Into a microplate well add the following:

  • 25 μL Assay Buffer (for controls) or 15 μL Assay Buffer + 10 μL sample
  • 50 μL Antioxidant Pholasin®
  • 100 μL Solution A

The assay is initiated when 25 μL of Solution B is injected into the microplate well, which must be in the light measuring position.

The assay is carried out using the following parameters: Gain = 3300-3500 depending on reader, well mode,  No. of intervals = 32, Meas. Interval Time = 1 s, Total Meas. Time = 32 s,  Start injection = 0 s

Standard curve for Ascorbate
Pipette into a microplate well:

  • 50 μL  Pholasin
  • 5 μL  Reconstitution and Assay buffer (R&A)
  • 100 μL  Solution A

Using the 2 built-in reagent injectors of the BMG LABTECH microplate reader the dilution series of ascorbate can be generated automatically. Injector 1 is programmed with the volumes of 1 mmol/L ascorbate solution and injector 2 with the volumes of R&A buffer as shown in Table 1.

Table 1:  Volumes of ascorbate and R&A buffer added to microplate for recording a standard curve.

1 mmol/L ascorbate (µL) R&A Buffer (µL) Ascorbate (µmol/L) in 200 µL
0 20 0
2 18 10
4 16 20
8 12 40
12 8 60
16 4 80
20 0 100


The corresponding ascorbate standard curve is shown below (Fig. 1).
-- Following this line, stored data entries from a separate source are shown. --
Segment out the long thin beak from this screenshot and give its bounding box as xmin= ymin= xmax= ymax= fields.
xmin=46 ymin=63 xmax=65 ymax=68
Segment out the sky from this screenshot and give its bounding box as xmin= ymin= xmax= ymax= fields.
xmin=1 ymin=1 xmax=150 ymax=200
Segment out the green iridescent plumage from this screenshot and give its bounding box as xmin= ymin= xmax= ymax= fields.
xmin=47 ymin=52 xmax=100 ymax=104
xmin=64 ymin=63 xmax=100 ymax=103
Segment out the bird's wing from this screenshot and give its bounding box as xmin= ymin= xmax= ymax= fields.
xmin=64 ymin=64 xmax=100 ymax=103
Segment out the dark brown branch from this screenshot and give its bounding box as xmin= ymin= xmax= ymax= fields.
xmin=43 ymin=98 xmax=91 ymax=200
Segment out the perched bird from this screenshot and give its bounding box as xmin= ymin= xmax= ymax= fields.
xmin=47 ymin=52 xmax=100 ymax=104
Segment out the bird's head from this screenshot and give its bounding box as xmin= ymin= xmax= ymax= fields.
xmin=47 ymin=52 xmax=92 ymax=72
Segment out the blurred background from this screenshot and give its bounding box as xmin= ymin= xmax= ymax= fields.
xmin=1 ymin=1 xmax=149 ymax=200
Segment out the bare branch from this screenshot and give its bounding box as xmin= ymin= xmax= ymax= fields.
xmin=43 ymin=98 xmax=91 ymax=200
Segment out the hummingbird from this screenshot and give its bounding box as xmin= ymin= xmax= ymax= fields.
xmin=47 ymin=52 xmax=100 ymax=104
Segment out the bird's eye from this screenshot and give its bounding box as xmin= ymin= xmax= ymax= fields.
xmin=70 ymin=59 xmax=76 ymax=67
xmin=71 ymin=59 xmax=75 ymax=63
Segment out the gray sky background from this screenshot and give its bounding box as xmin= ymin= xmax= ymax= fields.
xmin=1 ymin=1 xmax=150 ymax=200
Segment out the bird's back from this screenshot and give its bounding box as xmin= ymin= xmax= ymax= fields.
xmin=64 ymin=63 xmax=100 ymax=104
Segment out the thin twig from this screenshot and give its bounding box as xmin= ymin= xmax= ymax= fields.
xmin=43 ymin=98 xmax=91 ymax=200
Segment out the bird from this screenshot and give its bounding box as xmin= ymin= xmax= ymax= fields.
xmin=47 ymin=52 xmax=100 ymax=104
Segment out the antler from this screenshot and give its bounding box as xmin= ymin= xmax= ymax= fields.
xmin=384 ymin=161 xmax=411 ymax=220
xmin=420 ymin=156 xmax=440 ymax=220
Fig. 1: Ascorbate standard curve.

Results & Discussion

A white 96-well plate loaded with the assay components and different samples was placed in the BMG LABTECH microplate reader and the reagent injector was primed with solution B. The assay was done as described above. If Pholasin® is present when the superoxide is generated, light will be emitted.

If there are antioxidants in the sample capable of scavenging superoxide, then these antioxidants will compete with Pholasin® for the superoxide and less light will be detected. Controls containing no sample are run with each assay.
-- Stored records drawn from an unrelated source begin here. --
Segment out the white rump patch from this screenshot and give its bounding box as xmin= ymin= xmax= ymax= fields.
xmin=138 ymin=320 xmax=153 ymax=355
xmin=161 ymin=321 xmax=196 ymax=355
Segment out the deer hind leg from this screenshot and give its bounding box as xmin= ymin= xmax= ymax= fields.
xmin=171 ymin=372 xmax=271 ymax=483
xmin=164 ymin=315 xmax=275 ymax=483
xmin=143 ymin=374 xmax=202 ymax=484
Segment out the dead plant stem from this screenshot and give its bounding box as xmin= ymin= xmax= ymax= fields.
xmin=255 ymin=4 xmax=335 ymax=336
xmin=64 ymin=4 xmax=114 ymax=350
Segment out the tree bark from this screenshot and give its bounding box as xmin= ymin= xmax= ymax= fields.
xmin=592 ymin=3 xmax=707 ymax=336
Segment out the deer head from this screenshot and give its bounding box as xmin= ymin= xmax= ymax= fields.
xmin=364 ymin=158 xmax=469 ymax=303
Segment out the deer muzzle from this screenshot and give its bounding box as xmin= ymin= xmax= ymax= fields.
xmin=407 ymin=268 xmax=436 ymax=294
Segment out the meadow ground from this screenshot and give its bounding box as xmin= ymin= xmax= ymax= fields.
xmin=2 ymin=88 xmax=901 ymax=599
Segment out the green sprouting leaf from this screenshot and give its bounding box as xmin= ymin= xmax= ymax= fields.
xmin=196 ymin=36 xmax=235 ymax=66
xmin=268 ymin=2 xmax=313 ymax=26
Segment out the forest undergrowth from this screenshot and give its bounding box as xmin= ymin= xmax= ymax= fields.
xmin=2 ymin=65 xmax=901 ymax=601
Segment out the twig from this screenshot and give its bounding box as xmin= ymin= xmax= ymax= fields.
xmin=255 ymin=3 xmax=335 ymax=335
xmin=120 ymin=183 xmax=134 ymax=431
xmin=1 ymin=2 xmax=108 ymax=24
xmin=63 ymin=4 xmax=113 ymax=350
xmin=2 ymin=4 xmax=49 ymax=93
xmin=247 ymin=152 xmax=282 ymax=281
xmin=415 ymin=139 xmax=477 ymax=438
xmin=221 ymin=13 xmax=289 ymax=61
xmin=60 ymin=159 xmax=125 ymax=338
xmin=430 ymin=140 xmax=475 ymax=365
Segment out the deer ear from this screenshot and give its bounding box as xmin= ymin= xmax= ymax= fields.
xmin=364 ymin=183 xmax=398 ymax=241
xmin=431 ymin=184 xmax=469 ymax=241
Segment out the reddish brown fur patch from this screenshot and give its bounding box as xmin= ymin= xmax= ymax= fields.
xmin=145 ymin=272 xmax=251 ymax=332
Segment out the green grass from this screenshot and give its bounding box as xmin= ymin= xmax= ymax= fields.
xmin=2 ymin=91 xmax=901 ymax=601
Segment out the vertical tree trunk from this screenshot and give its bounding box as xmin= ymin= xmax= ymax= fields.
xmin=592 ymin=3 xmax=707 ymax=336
The luminescence measurements with the ABEL® Antioxidant Test using different substances with unknown antioxidant capacity are shown in Figure 2.Fig. 2: Measurement of 3 different substances with ABEL Antioxidant Test: Superoxide Assay.

These substances were prepared from natural plant extracts. Compared with the control (100%) scavenging of superoxide could be detected.

The inhibition amounted 32%, 80%, and 97%,  respectively. It is possible to quantify the antioxidant capacity of unknown substances by means of the ascorbate standard curve (Fig. 3).

Fig. 3: Ascorbate Equivalent Antioxidant Units.

The inhibition of 80% correspond to about 77 μmol/L in the well. The Ascorbate Equivalent Antioxidant  Units in the sample (10 μL) is obtained by multiplying the x value (i.e. 77 μmol/L) by the dilution factor (20) to obtain 1.5 mmol/L.


The ABEL® Antioxidant test kit with Pholasin® can be used successfully for measurements of substances with unknown antioxidant capacity.

With a BMG LABTECH microplate reader with luminescence detection and injectors, the test can be done very fast and with a high precision and reproducibility.


ABEL is a registered trademark of Knight Scientific Ltd.